Is ‘Primary Care’ just a concept?

Is ‘Primary Care’ just a concept?

By A/Prof Lauren Ball

I am a passionate primary care researcher, and I love to communicate my research with other people. But I face a problem – most people do not have a good understanding of what ‘primary care’ is.

The Australian Medical Association states that ‘primary health care’ is the front line of the health care system and usually the first level of contact for individuals, their family and community with the national health system.

Some people interpret primary care to mean ’general practice’, i.e. visiting the doctor. However, the Australian Institute of Health and Welfare says that the primary care workforce is vast and diverse, and includes general practitioners, nurses, and a range of allied health professionals such as chiropractors, optometrists, pharmacists and physiotherapists.

These definitions are helpful but limited by a traditional model of health care. Rising rates of chronic and complex medical conditions require a continuing focus on self-management strategies that help patients have healthy behaviours. There are promising studies of primary care services that expand to reach people in their home using initiatives such as texting, website portals and personalised health coaching. The problem is that these initiatives don’t always recognise existing support available.

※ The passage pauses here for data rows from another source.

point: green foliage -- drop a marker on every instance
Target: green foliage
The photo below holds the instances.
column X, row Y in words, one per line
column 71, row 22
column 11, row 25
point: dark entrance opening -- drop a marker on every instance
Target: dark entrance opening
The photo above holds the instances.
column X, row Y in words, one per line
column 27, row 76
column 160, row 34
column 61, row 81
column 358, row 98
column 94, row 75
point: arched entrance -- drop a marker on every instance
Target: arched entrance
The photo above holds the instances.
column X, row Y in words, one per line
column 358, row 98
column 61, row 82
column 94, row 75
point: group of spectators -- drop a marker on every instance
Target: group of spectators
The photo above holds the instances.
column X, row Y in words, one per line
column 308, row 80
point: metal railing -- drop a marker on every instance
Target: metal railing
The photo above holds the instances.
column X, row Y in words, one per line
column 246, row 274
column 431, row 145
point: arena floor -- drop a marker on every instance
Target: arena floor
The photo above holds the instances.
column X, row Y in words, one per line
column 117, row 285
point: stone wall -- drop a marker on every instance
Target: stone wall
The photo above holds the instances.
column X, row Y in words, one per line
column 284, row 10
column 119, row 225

Our research has found that most people start looking for health advice on the internet (including social media), followed by friends and family and then finally a health professional. It means that while primary care may be the first level of contact with the health system, it’s not the first level of communication with a ‘support system’.

Expanding the concept of primary care to include all care accessed by individuals could enable a more patient-centred approach to health care. After all, many decisions about healthy behaviours are made outside of the traditional definition of primary care. Personal trainers, social media influencers, blogs, shopping advertisements, news and media for many people act are the ‘first-line’ in health care changes.

Perhaps primary care is best described as a concept rather than a setting. Efforts to make ‘first-line’ support evidence-based, cost-effective and patient-centred would arguably improve the health of Australians, regardless of location, cost or interaction.